Etudier l’automation, de manière automatisée
Les étudiants du cours PDM4AR (Planning and Decision Making for Autonomous Robots) de l'EPF Zurich apprennent à écrire des algorithmes qui peuvent prendre des décisions de manière autonome - par exemple, apprendre à un véhicule autonome à conduire. Les cours comme celui-ci sont traditionnellement enseignés par de nombreux exercices sur papier, en résolvant quelques itérations d'un algorithme. Le cours PDM4AR a également été enseigné de cette manière, au début. Mais ce n'est pas vraiment ce qui est nécessaire pour le travail réel en robotique ; et ce n'est pas très amusant non plus.
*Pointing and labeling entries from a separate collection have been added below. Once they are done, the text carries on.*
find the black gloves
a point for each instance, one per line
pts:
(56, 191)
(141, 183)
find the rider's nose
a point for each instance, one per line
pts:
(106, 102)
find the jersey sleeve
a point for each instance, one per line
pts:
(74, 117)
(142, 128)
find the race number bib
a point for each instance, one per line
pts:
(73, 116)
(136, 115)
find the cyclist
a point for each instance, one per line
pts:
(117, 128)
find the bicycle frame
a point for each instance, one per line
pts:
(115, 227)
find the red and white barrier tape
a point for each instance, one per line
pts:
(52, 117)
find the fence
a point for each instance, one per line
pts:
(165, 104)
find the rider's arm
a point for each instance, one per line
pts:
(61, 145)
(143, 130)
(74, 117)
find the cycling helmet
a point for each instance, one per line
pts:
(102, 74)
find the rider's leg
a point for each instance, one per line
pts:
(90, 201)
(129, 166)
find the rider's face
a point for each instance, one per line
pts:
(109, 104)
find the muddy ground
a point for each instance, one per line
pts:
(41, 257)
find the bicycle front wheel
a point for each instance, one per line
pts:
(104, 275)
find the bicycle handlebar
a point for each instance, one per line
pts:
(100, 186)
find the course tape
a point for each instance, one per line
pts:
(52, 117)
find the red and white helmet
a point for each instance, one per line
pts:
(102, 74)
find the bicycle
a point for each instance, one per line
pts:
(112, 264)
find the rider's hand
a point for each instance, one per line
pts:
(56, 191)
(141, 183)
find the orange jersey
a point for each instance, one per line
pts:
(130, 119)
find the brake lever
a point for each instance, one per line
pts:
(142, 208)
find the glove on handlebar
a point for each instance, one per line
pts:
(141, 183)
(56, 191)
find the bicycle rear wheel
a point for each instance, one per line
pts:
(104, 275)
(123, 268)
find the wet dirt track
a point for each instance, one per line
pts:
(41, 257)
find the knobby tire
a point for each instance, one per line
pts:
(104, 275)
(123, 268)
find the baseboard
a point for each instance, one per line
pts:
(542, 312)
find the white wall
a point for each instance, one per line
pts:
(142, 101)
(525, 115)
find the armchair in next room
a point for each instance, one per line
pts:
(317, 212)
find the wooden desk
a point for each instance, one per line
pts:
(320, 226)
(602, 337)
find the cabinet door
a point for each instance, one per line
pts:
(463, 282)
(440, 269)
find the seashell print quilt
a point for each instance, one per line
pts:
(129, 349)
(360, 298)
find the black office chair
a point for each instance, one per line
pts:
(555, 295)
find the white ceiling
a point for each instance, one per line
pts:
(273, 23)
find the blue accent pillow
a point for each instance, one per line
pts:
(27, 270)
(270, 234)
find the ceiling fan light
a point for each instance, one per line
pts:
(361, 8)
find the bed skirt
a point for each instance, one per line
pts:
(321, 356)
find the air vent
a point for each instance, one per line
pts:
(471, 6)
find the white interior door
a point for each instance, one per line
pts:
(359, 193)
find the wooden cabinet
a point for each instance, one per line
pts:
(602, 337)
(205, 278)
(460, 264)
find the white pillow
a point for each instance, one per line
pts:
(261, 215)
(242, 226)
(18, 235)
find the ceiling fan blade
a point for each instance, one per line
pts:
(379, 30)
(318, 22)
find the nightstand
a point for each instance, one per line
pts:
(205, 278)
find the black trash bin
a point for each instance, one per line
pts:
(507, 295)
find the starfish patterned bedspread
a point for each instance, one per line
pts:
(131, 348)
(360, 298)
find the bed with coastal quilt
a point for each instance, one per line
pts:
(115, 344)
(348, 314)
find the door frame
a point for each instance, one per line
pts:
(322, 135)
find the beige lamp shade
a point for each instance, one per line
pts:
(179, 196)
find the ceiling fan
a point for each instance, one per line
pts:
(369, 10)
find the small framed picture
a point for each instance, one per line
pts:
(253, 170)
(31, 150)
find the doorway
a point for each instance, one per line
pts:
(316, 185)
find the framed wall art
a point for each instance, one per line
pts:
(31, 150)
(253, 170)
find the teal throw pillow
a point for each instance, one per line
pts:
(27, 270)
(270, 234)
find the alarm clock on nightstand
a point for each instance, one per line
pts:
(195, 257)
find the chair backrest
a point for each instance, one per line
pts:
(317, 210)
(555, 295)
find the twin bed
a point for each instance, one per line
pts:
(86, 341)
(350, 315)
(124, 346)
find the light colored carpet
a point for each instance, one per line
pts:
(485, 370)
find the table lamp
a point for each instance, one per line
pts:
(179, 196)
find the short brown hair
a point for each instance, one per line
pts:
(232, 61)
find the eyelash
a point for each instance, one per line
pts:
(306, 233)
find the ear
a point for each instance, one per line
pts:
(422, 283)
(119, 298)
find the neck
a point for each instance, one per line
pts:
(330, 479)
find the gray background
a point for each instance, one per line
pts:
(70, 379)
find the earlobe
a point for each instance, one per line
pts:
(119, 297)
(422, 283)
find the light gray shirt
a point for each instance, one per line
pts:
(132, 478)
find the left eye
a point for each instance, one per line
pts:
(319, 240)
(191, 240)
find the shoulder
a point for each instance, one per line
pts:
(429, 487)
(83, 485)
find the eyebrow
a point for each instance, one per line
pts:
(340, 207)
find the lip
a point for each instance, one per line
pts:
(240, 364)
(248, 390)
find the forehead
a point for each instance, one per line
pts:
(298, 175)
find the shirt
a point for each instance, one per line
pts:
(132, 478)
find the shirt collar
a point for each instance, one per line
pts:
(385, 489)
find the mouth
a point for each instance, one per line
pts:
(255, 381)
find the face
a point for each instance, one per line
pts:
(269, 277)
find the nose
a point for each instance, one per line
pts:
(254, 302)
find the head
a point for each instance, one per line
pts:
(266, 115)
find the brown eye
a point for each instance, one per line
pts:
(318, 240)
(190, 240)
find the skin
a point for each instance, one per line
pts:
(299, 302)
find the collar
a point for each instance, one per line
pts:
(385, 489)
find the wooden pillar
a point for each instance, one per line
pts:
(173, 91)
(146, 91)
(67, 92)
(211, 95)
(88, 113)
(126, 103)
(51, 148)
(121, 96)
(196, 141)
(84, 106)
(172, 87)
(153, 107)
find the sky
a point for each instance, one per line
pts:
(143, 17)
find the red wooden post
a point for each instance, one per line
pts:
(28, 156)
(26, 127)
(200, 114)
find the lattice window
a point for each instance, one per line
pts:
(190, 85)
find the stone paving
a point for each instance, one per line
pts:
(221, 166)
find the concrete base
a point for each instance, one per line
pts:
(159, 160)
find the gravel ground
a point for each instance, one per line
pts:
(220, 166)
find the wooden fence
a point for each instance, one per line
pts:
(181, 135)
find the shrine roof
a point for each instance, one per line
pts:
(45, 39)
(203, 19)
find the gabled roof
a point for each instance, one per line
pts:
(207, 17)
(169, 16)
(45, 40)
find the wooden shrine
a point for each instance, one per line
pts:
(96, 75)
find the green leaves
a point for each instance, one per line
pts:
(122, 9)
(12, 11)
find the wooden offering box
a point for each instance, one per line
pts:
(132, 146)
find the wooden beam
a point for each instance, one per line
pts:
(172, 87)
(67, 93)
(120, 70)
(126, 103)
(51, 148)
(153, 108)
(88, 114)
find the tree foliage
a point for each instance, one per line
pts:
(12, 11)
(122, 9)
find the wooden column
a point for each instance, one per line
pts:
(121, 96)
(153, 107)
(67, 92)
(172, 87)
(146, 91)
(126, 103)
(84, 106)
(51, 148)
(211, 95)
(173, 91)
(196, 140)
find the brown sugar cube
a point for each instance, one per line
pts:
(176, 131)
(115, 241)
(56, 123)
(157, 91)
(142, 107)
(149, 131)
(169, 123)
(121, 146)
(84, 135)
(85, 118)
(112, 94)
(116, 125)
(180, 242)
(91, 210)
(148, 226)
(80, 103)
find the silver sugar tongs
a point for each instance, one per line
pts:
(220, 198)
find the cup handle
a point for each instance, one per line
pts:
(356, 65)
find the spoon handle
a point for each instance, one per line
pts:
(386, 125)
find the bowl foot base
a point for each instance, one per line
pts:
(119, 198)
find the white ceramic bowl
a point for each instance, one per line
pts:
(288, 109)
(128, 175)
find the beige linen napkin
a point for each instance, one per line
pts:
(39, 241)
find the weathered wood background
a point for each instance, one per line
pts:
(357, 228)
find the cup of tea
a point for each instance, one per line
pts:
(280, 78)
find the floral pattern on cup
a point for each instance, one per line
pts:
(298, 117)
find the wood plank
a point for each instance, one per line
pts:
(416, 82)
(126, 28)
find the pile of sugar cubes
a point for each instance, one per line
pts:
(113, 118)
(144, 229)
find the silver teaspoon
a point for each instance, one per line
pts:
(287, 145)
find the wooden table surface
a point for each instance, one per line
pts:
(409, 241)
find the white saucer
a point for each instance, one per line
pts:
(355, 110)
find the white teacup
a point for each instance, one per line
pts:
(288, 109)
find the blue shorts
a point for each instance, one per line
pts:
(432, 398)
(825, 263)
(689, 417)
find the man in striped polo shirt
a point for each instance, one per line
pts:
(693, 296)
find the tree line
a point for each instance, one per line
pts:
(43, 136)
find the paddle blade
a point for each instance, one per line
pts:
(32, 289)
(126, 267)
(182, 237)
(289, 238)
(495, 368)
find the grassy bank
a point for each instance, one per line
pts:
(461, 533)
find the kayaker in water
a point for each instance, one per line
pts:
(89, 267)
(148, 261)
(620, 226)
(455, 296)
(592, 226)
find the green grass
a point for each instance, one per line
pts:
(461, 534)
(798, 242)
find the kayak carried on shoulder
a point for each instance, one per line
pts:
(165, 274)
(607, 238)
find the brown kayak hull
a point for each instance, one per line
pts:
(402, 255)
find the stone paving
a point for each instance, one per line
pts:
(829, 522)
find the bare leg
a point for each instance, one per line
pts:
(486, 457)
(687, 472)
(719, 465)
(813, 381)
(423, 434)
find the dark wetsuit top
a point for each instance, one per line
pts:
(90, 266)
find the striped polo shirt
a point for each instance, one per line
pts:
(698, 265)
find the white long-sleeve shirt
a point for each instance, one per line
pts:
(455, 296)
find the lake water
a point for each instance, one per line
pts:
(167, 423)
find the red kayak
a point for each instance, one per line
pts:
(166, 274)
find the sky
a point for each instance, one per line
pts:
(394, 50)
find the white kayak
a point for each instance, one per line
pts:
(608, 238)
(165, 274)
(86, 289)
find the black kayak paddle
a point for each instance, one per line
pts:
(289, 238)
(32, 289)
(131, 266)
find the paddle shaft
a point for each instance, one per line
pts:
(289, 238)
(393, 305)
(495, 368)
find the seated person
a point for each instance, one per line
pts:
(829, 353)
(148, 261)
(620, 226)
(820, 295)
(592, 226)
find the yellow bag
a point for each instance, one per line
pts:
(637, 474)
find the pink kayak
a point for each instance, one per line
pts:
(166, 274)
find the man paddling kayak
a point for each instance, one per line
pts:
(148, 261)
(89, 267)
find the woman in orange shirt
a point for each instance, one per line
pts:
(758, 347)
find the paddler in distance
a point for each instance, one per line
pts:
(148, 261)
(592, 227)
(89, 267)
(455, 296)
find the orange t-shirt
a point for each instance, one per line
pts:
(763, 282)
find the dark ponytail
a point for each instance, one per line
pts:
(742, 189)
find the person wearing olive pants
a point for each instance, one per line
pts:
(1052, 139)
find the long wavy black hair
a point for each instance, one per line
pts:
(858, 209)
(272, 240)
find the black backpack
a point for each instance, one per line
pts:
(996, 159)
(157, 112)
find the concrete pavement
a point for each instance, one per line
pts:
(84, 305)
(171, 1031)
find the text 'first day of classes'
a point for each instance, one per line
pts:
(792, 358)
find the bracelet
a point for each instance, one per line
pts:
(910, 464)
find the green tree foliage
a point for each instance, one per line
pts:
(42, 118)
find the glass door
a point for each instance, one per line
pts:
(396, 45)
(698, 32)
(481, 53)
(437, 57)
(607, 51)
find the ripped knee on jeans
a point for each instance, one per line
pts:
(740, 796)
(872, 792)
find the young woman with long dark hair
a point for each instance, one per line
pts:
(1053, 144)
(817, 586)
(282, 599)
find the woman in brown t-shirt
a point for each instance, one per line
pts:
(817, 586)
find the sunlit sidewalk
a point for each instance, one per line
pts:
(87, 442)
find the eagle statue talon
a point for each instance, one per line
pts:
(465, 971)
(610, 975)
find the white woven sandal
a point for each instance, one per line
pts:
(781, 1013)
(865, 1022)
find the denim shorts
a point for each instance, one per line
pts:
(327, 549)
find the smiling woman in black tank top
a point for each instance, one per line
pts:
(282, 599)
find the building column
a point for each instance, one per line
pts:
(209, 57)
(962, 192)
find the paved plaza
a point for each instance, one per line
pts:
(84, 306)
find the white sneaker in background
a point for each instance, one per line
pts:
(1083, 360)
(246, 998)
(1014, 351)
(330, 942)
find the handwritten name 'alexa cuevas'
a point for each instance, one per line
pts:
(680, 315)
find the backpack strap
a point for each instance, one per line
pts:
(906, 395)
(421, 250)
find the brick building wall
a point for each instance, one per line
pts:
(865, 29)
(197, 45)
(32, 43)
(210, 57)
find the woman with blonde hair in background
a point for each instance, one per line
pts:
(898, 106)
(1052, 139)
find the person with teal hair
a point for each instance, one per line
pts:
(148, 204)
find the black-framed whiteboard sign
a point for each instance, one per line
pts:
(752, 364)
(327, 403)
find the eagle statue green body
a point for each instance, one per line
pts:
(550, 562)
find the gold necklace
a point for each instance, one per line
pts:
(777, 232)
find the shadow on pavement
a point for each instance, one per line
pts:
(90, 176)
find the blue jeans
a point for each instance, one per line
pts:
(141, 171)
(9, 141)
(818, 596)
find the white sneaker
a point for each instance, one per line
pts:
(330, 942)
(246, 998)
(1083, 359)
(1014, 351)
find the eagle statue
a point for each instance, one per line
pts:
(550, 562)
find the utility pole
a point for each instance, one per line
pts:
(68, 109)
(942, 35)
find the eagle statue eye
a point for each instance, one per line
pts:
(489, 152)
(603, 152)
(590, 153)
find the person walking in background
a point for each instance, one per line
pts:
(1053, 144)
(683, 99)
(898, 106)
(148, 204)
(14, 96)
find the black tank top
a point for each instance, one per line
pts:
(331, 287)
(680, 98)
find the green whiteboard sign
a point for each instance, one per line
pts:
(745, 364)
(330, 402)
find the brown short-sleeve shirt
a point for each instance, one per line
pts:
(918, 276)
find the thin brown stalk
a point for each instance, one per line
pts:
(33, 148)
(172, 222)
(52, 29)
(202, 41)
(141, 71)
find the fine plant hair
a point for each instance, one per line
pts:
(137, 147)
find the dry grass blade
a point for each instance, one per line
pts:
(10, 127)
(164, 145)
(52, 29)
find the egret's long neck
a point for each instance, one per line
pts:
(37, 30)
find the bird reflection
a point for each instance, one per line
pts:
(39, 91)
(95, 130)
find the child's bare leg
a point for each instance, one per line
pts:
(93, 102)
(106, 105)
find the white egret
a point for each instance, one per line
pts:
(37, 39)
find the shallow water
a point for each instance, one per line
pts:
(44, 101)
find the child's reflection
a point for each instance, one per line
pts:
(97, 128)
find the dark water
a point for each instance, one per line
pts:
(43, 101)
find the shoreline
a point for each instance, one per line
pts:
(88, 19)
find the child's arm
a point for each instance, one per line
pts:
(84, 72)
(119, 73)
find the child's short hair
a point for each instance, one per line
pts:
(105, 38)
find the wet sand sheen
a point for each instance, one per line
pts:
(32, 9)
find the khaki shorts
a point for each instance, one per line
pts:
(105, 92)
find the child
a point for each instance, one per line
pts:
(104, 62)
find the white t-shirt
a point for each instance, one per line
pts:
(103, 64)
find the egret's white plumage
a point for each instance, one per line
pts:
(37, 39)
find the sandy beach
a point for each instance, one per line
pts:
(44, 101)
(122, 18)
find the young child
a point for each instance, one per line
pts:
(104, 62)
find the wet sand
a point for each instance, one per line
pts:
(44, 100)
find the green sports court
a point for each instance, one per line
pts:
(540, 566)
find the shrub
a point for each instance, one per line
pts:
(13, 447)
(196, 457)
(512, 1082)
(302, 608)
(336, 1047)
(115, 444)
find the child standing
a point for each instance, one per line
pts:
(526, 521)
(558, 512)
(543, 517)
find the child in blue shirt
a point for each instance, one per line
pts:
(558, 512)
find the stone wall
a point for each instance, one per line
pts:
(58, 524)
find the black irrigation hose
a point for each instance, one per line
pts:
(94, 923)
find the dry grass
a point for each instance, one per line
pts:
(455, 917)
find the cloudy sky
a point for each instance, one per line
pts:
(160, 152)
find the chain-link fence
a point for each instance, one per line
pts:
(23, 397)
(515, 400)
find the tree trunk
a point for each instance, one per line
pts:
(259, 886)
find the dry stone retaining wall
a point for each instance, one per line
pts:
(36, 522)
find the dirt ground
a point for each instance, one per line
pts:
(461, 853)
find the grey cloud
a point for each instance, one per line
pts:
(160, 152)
Il existe un meilleur moyen de montrer aux étudiants la véritable magie de ces algorithmes et d'éveiller leur passion pour le sujet.
Emilio Frazzoli, qui croit fermement à la valeur du travail pratique, a décidé de rapprocher le cours au monde réel et d'offrir des avantages pédagogiques qui vont au-delà du matériel de cours proprement dit. Il a travaillé avec Alessandro Zanardi, membre du PRN Automation, et Shengjie Hu, ingénieur logiciel, pour créer une expérience d'apprentissage entièrement nouvelle. Désormais, les étudiants doivent transformer la théorie qui leur a été enseignée en un code qui fonctionne réellement. Ils peuvent accéder à des outils et à des cas de test à partir d'un référentiel partagé, programmer une solution, télécharger le travail terminé sur Github - et le faire évaluer sur la base de cas de test secrets qu'ils n'ont pas vus précédemment. Leur note est automatiquement générée en fonction de leurs performances lors de ces tests.
Même si, à première vue, l'utilisation d’évaluations automatiques peut sembler peu naturelle, elle est en fait beaucoup plus réaliste que le retour d'information individuel manuel. Après tout, il n'est pas rare que le code échoue lors de tests et, aussi frustrant que cela puisse être, dans le monde réel, les programmeurs ne recevront pas d'explications détaillées sur les erreurs qu’ils ont commises. Il faut simplement le découvrir par soi-même.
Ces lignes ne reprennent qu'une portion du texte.